Kevin Wall, entrepreneur, producer, and co-founder of Dreamscape Immersive (Photo by Scott Gries/Getty Images For Tribeca Film Festival)
Ten years ago, a little voice whispered in producer and entrepreneur Kevin Wall’s ear about Facebook, and he got in before the IPO, giving him the resources to dream big dreams. When Wall heard that voice again, it was whispering about the transformative potential of virtual reality. He made a point of visiting everyone and trying everything the could access, including free roam VR pioneer, The Void, headquartered in Salt Lake, which Wall visited on his way to the Sundance Film Festival in 2016.
Free Roam VR uses backpack computers, head mounted displays, and arrays of sensors for complex real time motion capture, to fully immerse the user in a digital world, where they are free to roam and interact. The Void, whose system also includes mixed reality elements like haptic vests, wind, and theatrical set pieces, created the Ghostbusters VR attraction at Madame Tussaud’s in New York, and just opened a flagship center in Salt Lake City. Zero Latency of Australia has a growing number of centers in Asia (Australia, Tokyo), Europe (Madrid) and the US (Orlando) and just announced area development deals for Boston and Philadelphia, along with a major project in Dubai.
The February, 2016, Sundance VR Forum featured a demonstration of a free roam system from a team from Geneva, Switzerland, Artanim. Wall saw in them what other experiences lacked. “You’re completely present,” Wall told me in an interview with co-founder Walter Parkes last week. “You have arms and legs, and a body. You can touch and shake hands. You can pick up a torch and pass it, or throw it.”
Wall left Sundance full of ideas. He’d experienced “Sleep No More” in New York, which charges a hundred dollars for a “free roam” theatrical experience. He saw the international explosion of the “Escape Room” among urban millennials, who pay up to $50 an hour to, well, solve puzzles to escape from a room. Wall called his friend Walter Parkes, producer, writer and founding president of Steven Speilberg’s Dreamworks movie studio. Parkes has some cred in geekdom as the co-author of the seminal 80s hacker movie, “War Games” and producer of “Minority Report”. He had been talking to Wall for some time about immersive entertainment. “There was something in Kevin’s voice that told me to take this seriously,” Parkes recalls. He eagerly agreed to fly to Geneva with Wall. Tribune de Geneve says the duo “conquised” (conquered with great affection) the trio of Swiss engineers (one of whom, Caecilia Charbonier, was a former pro tennis player) who founded Artanim. Hey, when Hollywood calls, ask where to sign.
Walter Parkes, writer, producer, and co-founder of Dreamscape Immersive, whose credits include "Men in Black", "Gladiator" and "Minority Report" (Photo by Stephen Shugerman/Getty Images)
The two producers were convinced that by combining Hollywood talent and storytelling with Artanim’s technology, they could create something exceptional. “We plan to use the medium to create large scale cinematic experiences”, Parkes explained.
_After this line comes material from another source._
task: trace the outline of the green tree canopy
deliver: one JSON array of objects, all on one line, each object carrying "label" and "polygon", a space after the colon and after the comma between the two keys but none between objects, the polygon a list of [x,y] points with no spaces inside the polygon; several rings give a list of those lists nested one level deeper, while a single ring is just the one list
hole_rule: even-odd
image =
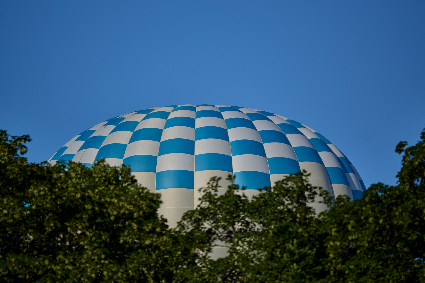
[{"label": "green tree canopy", "polygon": [[4,282],[425,282],[425,129],[397,145],[396,186],[335,199],[303,171],[249,198],[213,177],[173,229],[129,167],[28,163],[30,140],[0,131]]},{"label": "green tree canopy", "polygon": [[29,164],[30,140],[0,132],[0,280],[171,282],[194,260],[129,167]]}]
They brought their new Swiss partners and the system to LA for a series of demonstrations which created tremendous enthusiasm from creatives, studios, and investors. In just a few months they were able to assemble strategic investors like Westfields Malls, three movie studios, and Parkes’ former boss Steven Speilberg. “We wanted either three studios or none, because we wanted it to be clear that Dreamscape was “agnostic” with regard to content”, Wall explained.
Relying on Hollywood serendipity and a powerful rolodex, the partners nabbed as CEO the Disney Chief Creative Officer behind the massive Shanghai Disneyland project, Bruce Vaughn, who had planned to take a well deserved sabbatical, until Wall interrupted him with Dreamscape’s ambitious plans. Along with other Disney Imagineers recruited for the effort, Vaughn’s job is to spearhead development of both the experiences and the venue, which is being designed by Yves Behar, who Forbes described as “the most influential designer in the world.”
Dreamscape Immersive is planning to open its flagship at the landmark Century City Mall in Los Angeles this fall. When they’re sure the venue can be operated profitably, they’ll explode into hungry malls around the country. But first the company has to develop powerful, unique experiences that will bring people back with friends. Wall and Parkes were mum on details about the first two experiences Dreamscape plans to offer. What they did tell me was that there are a dozen programmers and artists collaborating and iterating with them from Geneva, and they are not making a shooter. “That’s the opposite of what we want to do”, said Wall.
“What ultimately sets us apart from virtually all other VR companies, which are run by technologists, is that we’re run by content creators,” Parkes said. “The fact that people like [composer] Hans Zimmer and [production designer] Rick Carter and Yves Behar and even Steven [Speilberg] have become part of this says something about the essence of the company and our plans — and underscores just how far the tech has traveled, from an industrial space by the Geneva Airport to the heart of Hollywood.”